Bring lightness and humor
into an atmosphere of terminal seriousness. It lightens the atmosphere and encourages creativity. This is at the heart of the success of Frisse Blikken, who often get involved in the activation of values and strategy. Serious games, events where people can experience the values and interact with each other in new and imaginative ways create a positive spirit in a culture movement. Five positive impulses to one negative one, is the rule of thumb. It is also interesting how you focus your mind’s eye: on the people who embrace the new initiative, or on the skeptics?

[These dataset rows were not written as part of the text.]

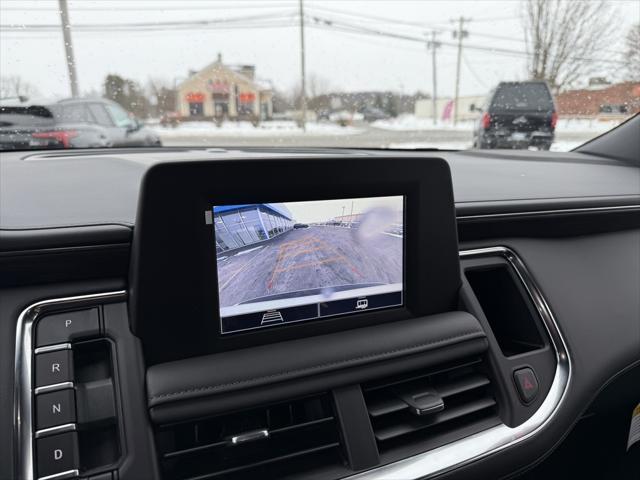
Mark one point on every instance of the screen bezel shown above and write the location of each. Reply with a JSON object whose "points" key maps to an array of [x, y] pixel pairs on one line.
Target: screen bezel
{"points": [[319, 318], [173, 297]]}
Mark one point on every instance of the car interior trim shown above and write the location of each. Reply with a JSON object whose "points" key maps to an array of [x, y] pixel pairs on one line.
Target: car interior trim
{"points": [[54, 387], [423, 465], [67, 427], [488, 442], [616, 208], [61, 475], [52, 348], [23, 408]]}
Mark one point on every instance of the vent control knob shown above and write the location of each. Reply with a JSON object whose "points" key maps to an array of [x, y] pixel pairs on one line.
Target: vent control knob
{"points": [[424, 402]]}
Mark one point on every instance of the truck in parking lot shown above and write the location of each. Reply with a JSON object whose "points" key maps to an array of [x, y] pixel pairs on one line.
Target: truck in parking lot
{"points": [[517, 115]]}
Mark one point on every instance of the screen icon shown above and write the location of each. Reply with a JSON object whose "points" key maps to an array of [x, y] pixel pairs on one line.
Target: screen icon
{"points": [[272, 316], [362, 304]]}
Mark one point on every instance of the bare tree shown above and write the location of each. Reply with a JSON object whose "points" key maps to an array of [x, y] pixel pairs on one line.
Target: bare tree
{"points": [[16, 86], [163, 96], [563, 36], [632, 54]]}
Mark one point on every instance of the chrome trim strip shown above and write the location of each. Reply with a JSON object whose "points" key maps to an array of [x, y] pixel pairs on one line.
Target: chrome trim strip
{"points": [[533, 213], [45, 432], [249, 437], [495, 439], [22, 396], [52, 348], [53, 387], [61, 475]]}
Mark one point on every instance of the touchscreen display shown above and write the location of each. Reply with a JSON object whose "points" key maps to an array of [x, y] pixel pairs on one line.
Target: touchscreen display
{"points": [[280, 263]]}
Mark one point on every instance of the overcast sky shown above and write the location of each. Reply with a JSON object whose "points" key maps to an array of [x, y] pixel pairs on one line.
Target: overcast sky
{"points": [[338, 61], [323, 210]]}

Trust and Performance are two inseparable currencies
The currency of relationships (trust) and the currency of an implemented strategy (performance) are intertwined. Farshida Zafar explains beautifully that trust needs to be confirmed through short term results and the other way around. This is how it works at a personal, team and organizational level. In high-performing teams, trust is the currency alongside continuous performance. They invest in deepening trust in times that results are great. It is this virtuous upward circle of high performance. The other circle is clear and disastrous: when low trust and poor performance reinforce each other: the vicious circle.